Ésas fueron las palabras que el director y fundador de Canto Al Silencio, Juan Hernández, pronunció en entrevista con Animal Político, antes de presentarse en el 3er. Festival de la Canción con Lengua de Señas Mexicana.

Durante los días 6 y 7 de junio en la Expo Guadalajara, en la capital de Jalisco, convivieron dos universos distintos a través de la música. Personas sordas y oyentes se conectaron a través de un puente que les fue tendido gracias a una iniciativa que la asociación Educación Incluyente organiza desde 2011, y con la que las culturas sorda y oyente han cohabitado desde entonces: un festival de música para sordos.

Pero, ¿cuál es el factor que los une? A decir de Rodolfo Torres, profesor en dicha organización y maestro de ceremonias del festival, se trata de la Lengua de Señas Mexicana, una lengua oficial en México desde 2005, mediante la cual un oyente puede comunicarse con una persona sorda.

El profesor de lengua de señas mexicana en la Secretaría de Cultura del DF, Juan Hernández, es un ejemplo de esto.

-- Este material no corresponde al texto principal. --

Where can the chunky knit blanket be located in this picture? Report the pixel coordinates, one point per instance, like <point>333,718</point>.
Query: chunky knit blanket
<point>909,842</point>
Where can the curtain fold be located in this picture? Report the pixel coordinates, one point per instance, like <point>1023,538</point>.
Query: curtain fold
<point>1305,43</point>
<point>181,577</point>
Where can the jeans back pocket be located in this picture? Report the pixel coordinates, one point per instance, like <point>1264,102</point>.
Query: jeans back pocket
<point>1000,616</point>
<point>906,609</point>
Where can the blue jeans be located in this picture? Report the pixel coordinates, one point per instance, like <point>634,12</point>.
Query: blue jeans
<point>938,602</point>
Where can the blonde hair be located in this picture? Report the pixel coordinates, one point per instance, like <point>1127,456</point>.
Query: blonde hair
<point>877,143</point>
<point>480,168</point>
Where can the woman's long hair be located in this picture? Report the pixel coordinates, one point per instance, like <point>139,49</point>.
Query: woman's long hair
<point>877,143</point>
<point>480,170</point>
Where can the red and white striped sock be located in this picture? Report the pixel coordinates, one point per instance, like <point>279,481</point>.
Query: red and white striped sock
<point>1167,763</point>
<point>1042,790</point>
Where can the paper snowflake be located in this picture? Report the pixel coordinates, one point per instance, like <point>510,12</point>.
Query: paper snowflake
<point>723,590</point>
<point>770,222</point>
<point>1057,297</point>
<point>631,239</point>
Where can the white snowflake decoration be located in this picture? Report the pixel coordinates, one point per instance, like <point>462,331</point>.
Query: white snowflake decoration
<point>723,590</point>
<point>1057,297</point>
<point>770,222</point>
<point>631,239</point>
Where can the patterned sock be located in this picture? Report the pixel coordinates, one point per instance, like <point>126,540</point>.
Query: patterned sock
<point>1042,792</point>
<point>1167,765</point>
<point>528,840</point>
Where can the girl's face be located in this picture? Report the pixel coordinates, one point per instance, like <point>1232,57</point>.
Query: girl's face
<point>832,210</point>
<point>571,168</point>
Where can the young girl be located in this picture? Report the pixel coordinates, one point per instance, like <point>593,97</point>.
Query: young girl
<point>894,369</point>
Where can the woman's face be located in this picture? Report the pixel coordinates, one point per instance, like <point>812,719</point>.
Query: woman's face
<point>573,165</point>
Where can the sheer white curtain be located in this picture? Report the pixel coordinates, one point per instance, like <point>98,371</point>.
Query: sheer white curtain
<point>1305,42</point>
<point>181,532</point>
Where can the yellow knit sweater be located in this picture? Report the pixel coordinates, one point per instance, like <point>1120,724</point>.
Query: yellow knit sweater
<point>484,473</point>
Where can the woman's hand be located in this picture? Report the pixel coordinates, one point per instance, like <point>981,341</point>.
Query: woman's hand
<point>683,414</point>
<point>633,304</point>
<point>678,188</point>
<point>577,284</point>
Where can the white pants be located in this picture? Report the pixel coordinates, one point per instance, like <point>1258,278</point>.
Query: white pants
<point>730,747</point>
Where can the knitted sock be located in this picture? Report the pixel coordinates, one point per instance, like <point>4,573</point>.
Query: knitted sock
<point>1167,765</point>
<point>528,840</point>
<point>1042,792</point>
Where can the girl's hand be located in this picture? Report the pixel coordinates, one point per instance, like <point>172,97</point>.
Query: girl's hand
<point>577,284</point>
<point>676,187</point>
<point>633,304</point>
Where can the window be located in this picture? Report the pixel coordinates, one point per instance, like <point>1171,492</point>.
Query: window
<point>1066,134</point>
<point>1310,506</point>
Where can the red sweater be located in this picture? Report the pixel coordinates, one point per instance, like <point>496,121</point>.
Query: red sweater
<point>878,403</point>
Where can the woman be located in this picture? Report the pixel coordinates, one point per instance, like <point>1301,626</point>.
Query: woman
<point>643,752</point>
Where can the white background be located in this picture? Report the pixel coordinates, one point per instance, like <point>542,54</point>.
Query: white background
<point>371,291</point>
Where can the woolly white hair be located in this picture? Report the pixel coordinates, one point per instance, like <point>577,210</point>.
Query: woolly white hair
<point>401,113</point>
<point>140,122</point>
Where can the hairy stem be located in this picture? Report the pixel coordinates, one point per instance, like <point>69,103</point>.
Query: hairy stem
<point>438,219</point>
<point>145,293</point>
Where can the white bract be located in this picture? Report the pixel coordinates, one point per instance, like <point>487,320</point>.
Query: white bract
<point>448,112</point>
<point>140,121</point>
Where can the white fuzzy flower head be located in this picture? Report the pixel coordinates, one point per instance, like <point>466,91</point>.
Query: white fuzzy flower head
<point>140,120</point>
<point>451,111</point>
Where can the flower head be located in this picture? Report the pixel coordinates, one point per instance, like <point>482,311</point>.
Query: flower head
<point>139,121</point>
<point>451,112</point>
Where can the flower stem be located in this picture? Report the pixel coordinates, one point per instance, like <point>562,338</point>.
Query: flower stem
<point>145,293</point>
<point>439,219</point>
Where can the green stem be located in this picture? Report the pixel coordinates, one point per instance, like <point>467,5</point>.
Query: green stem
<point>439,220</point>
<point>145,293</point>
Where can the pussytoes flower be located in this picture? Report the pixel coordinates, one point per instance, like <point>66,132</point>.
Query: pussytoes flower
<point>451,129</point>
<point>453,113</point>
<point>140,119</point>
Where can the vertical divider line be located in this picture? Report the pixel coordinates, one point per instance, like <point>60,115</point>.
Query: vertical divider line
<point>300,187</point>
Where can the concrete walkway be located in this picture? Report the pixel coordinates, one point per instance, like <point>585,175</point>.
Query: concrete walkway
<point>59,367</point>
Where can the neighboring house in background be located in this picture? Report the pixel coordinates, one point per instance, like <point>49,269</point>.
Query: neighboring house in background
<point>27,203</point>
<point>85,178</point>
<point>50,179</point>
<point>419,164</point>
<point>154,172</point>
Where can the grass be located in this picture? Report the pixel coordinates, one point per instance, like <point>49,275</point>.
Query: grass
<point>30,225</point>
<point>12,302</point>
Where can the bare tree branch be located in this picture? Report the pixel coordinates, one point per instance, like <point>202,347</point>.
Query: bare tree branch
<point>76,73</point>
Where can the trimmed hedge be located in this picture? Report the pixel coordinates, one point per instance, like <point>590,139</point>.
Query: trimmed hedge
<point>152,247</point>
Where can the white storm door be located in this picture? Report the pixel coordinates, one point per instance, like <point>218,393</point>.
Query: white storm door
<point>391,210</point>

Él viajó a Guadalajara para participar en el festival dentro de dos categorías: como solista oyente, de la cual obtuvo el segundo lugar, y en la de dueto o agrupación. 

“Venimos a apoyar y a difundir la lengua de señas”, comenta el director junto con otros dos integrantes de Canto al Silencio, la agrupación originaria Distrito Federal que dirige y que desde 2008 se dedica a dar conciertos para personas sordas.

En este video, Juan explica por qué escogió interpretar “Hazme un sitio entre tu piel”, una canción de la banda española de metal, Mago de Oz:

En la edición de este año, participaron 40 concursantes en 20 presentaciones repartidas en tres categorías: solista sordo, solista oyente y duetos o grupos, las cuales estuvieron divididas en tres lugares. Los primeros lugares de las tres categorías obtuvieron un trofeo y un premio de 7 mil pesos, mientras que los segundos y terceros lugares recibieron, además del reconocimiento, y 5 mil y 3 mil pesos, respectivamente.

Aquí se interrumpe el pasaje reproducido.